When she started this journey, she thought that people wouldn't believe her. She thought that convincing them would be the hardest thing. But her story gave people hope – and for that reason, if nothing else, they took her words to heart. Most of them.

"A blue box?" A girl with red hair and a smudged face stared at her. "A... police box?"

"Yes," Martha confirmed. She stared back in surprise as the girl blanched. "Wait – do you know something? Have you met the Doctor?"
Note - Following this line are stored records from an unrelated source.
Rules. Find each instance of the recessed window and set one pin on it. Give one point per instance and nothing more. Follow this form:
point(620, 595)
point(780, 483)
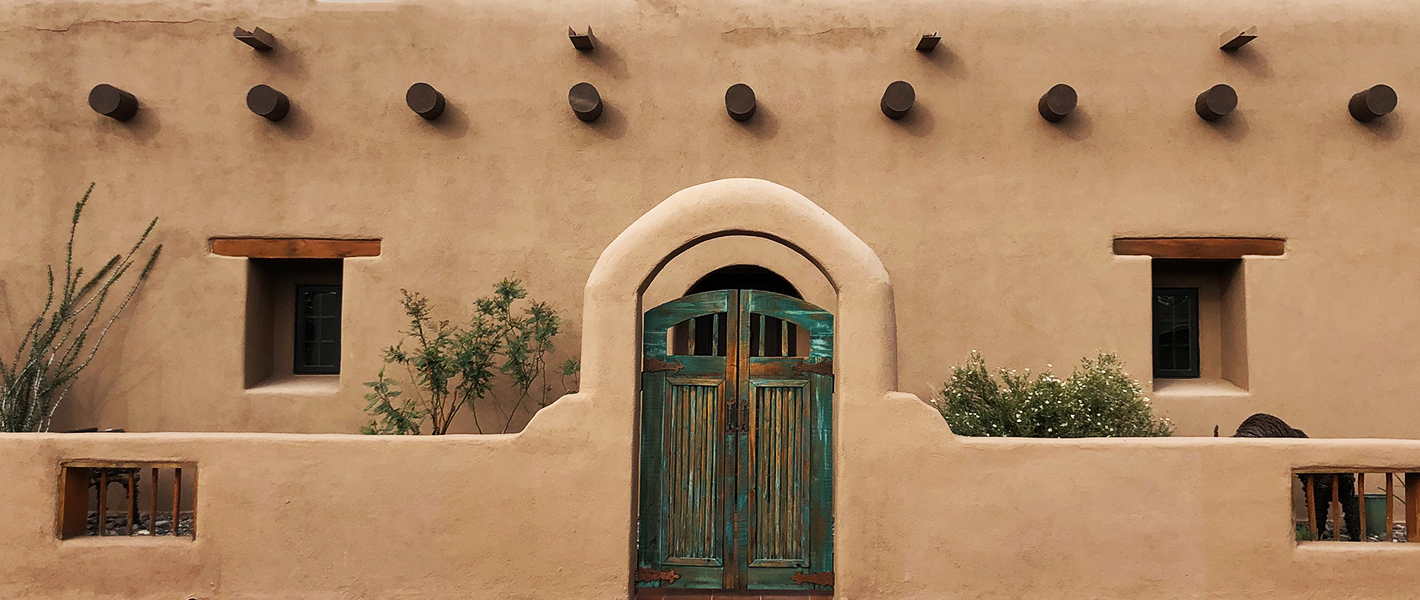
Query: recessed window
point(317, 329)
point(1176, 332)
point(293, 321)
point(1199, 322)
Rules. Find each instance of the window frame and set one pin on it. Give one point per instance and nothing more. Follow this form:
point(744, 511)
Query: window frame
point(298, 339)
point(1194, 348)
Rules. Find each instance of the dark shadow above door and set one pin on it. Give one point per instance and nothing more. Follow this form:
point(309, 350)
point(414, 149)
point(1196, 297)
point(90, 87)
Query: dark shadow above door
point(744, 277)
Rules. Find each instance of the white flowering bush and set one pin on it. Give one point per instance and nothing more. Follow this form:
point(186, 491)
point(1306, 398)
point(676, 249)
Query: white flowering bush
point(1096, 400)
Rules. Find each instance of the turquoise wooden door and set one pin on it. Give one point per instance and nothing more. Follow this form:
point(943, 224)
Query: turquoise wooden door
point(736, 457)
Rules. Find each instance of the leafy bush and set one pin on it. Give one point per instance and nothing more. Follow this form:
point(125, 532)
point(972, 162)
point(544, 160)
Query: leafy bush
point(58, 343)
point(452, 366)
point(1096, 400)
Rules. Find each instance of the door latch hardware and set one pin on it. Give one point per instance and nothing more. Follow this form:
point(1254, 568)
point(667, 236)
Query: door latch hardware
point(655, 365)
point(817, 579)
point(666, 576)
point(820, 368)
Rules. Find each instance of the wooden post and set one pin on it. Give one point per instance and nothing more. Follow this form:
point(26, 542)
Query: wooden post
point(1390, 505)
point(1412, 500)
point(195, 502)
point(1311, 508)
point(176, 497)
point(1335, 511)
point(152, 507)
point(132, 501)
point(74, 502)
point(1361, 505)
point(102, 500)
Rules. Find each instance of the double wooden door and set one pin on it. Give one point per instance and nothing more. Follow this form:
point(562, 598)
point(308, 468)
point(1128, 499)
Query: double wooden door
point(736, 454)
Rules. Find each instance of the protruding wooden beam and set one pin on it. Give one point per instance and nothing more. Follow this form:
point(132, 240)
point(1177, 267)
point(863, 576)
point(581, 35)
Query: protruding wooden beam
point(1236, 39)
point(1372, 104)
point(740, 102)
point(1216, 102)
point(425, 101)
point(898, 100)
point(1057, 102)
point(112, 102)
point(587, 101)
point(929, 41)
point(293, 247)
point(260, 40)
point(269, 102)
point(581, 41)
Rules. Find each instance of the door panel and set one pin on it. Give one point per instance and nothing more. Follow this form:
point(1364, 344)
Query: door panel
point(686, 467)
point(736, 484)
point(690, 465)
point(787, 378)
point(778, 475)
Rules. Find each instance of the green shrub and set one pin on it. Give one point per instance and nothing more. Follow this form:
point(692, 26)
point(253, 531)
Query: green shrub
point(1096, 400)
point(455, 366)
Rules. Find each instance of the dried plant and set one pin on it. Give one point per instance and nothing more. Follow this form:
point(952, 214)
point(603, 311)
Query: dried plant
point(58, 343)
point(1096, 400)
point(456, 366)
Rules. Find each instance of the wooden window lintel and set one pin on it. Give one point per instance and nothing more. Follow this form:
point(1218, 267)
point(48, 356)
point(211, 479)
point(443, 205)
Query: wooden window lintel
point(1200, 247)
point(293, 247)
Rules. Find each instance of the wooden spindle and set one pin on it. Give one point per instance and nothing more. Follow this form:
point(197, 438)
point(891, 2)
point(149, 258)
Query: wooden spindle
point(714, 334)
point(152, 505)
point(176, 497)
point(132, 501)
point(1335, 509)
point(1390, 505)
point(102, 500)
point(784, 338)
point(1361, 504)
point(1311, 509)
point(1412, 514)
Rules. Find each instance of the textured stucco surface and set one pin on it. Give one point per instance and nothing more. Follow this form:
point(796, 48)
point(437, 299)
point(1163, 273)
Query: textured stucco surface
point(547, 514)
point(994, 224)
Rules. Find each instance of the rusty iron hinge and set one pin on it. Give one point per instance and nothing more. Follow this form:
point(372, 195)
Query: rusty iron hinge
point(820, 368)
point(655, 365)
point(651, 575)
point(817, 579)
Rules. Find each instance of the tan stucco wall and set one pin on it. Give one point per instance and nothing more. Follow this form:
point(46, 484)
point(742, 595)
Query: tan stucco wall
point(994, 224)
point(548, 514)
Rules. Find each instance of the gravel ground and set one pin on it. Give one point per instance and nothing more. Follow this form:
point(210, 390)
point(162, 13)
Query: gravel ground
point(117, 524)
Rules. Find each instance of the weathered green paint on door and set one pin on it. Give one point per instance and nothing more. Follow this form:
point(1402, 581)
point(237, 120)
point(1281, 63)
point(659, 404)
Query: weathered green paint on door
point(736, 456)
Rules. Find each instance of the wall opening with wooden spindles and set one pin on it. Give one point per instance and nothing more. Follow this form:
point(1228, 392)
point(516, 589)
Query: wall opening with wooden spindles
point(1356, 505)
point(102, 498)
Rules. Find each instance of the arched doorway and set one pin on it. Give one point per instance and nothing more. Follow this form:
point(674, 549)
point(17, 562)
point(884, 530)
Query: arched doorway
point(736, 448)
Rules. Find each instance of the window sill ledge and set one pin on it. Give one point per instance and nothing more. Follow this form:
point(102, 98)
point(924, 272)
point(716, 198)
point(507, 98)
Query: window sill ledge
point(298, 385)
point(1197, 387)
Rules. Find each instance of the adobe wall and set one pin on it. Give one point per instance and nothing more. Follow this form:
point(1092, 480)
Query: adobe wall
point(544, 517)
point(994, 224)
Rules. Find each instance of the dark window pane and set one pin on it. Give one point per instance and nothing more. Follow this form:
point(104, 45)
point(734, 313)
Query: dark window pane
point(318, 328)
point(1176, 332)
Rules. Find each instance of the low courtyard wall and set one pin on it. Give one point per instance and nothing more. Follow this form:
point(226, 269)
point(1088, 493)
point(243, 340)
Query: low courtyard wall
point(548, 514)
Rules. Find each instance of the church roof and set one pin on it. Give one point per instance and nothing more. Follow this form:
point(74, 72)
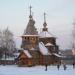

The girl didn't wait to reply. She turned and fled, pushing her way back through the crowd. Martha chased after her.

She caught up with the girl in a drab and dirty bedroom to find her sitting on the bed, back turned, head down. Martha noticed that she was compulsively wringing her hands.

She sat down beside her and spoke as gently as she could. "Do you know him?"

The girl looked up, wild-eyed. "No, I don't. He was imaginary, that's all he was, my imaginary friend."

"Well, this Doctor isn't imaginary. He's real and he's up there."

She shook her head. "No."

"Yes." Martha reached out to squeeze the girl's hand, causing her to flinch. "Listen, what's your name?"

"Amy. Amy Pond."

"Amy, I promise you that the Doctor is real. He's a Time Lord, an alien, just like the Master – only he's here to save us. That's what the Doctor does. He saves people."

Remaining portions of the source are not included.